Introduction to build_MiniLLM_from_scratch
1. Overview
The project "build_MiniLLM_from_scratch" aims at constructing a miniature large language model (LLM) through stages such as pre-training, instruction fine-tuning, reward modeling, and reinforcement learning. The primary goal is to develop a chat model capable of performing simple conversational tasks with a controlled cost. Currently, the project has completed the first two stages.
Key Features
- Utilizes the Bert4Torch training framework, known for its simple and efficient code.
- Trained checkpoints seamlessly integrate with the
transformers
package, providing flexibility for inference. - Optimized file reading approach to enhance memory usage during training.
- Complete training logs are provided for reproducibility and comparison.
- Includes a self-recognition dataset allowing customization of robot attributes such as name and author.
- The chat model supports multi-turn conversations.
Disclaimer
The model developed through this project is currently limited to simple conversational functionality due to constraints in corpus size, model scale, and the size and quality of fine-tuning data.

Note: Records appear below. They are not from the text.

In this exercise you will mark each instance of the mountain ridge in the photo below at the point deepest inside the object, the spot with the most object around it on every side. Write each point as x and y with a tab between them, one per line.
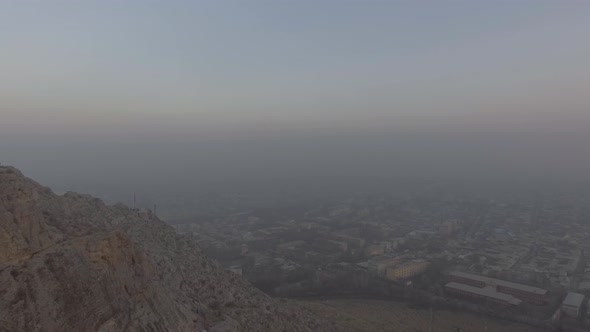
72	263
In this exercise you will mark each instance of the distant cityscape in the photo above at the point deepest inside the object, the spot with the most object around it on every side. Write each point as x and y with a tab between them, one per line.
510	257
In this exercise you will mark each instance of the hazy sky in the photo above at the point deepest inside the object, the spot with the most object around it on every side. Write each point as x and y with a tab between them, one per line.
88	88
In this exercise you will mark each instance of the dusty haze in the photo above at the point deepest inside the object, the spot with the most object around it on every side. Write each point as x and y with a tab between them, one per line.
124	94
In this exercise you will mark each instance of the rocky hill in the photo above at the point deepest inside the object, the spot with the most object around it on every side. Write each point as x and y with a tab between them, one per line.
72	263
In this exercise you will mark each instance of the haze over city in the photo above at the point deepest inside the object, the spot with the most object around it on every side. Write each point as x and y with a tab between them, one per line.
99	90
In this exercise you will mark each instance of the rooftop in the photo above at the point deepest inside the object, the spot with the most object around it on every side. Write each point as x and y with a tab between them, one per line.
485	291
573	299
503	283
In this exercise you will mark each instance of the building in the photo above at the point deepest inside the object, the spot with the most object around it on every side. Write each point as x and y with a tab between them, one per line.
375	250
378	266
572	304
524	292
486	293
407	269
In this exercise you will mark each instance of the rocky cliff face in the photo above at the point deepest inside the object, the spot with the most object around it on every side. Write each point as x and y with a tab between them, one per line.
72	263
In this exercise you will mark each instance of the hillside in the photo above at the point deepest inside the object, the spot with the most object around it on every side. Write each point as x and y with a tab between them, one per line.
71	263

It is not equipped to answer complex questions.
2. Getting Started
Environment Installation
To set up the environment, use the following commands:
pip install git+https://github.com/Tongjilibo/torch4keras.git
pip install git+https://github.com/Tongjilibo/bert4torch.git@dev
Script Instructions
-
Pretraining
- Navigate to the pretrain directory and execute the pretrain script:
cd pretrain torchrun --standalone --nproc_per_node=4 pretrain.py
-
Pretraining Inference (Command-line Chat)
cd pretrain python infer.py
-
Instruction Fine-Tuning
cd sft python sft.py
-
Instruction Fine-Tuning Inference (Command-line Chat)
cd sft python infer.py
-
Convert Checkpoints to Transformers Format
cd docs python convert.py
3. Update History
- April 3, 2024: Introduced MiniLLM-0.2B-WithWudao-SFT, trained on 11.57 million samples, supporting multi-round conversations.
- March 25, 2024: Introduced a new 1.1B model.
- March 16, 2024: Initial commit with pre-trained models MiniLLM-0.2B-NoWudao and MiniLLM-0.2B-WithWudao; and SFT model MiniLLM-0.2B-WithWudao-SFT_Alpaca.
4. Pre-Training
4.1 Pre-Training Corpus
The pre-training corpus includes a variety of datasets such as Chinese Wikipedia, BaiduBaike, C4_zh, WuDaoCorpora, and a portion of medical data from shibing624. The total corpus consists of 63.4 billion tokens.
4.2 Pre-Training Weights and Process
Three sets of pre-training weights have been developed, each with different configurations and dataset coverage. A summary of these configurations includes:
-
MiniLLM-0.2B-NoWudao trained on 14 billion tokens utilizing datasets such as Chinese Wikipedia and medical data. This was achieved using 4 A800 GPUs for a duration of 20 hours.
-
MiniLLM-0.2B-WithWudao was trained on 64 billion tokens, covering a larger dataset selection, consuming 4 A800 GPUs over 3.79 days.
-
MiniLLM-1.1B-WithWudao involved a more extensive setup, using 8 A800 GPUs and completing in a single day.
4.3 Using the Pre-trained Model
A demonstration of using the pre-trained weights utilizing the transformers
library is shown below:
from transformers import AutoTokenizer, LlamaForCausalLM
import torch
device = 'cuda' if torch.cuda.is_available() else 'cpu'
model_name = 'Tongjilibo/MiniLLM-0.2B-WithWudao'
tokenizer = AutoTokenizer.from_pretrained(model_name, trust_remote_code=True)
model = LlamaForCausalLM.from_pretrained(model_name).to(device)
query = '王鹏是一名'
inputs = tokenizer.encode(query, return_tensors='pt', add_special_tokens=False).to(device)
output_ids = model.generate(inputs)
response = tokenizer.decode(output_ids[0].cpu(), skip_special_tokens=True)
print(response)
5. Instruction Fine-Tuning
5.1 Instruction Fine-Tuning Data
The selection of datasets for instruction fine-tuning includes various high-quality resources such as Alpaca-ZH, BelleGroup's datasets, and others focusing on multi-turn dialogues and diverse task instructions.
5.2 Fine-Tuning Weights and Process
Instruction fine-tuning was performed on multiple weights, notably:
-
MiniLLM-0.2B-WithWudao-SFT_Alpaca was trained using over 40,000 samples on a single 4090 GPU for 45 minutes.
-
MiniLLM-0.2B-WithWudao-SFT utilized 11.57 million samples, executed on dual A800 GPUs for approximately 4.5 days.
These processes aim to refine the model's conversational and task-following abilities, enhancing its utility in chat applications.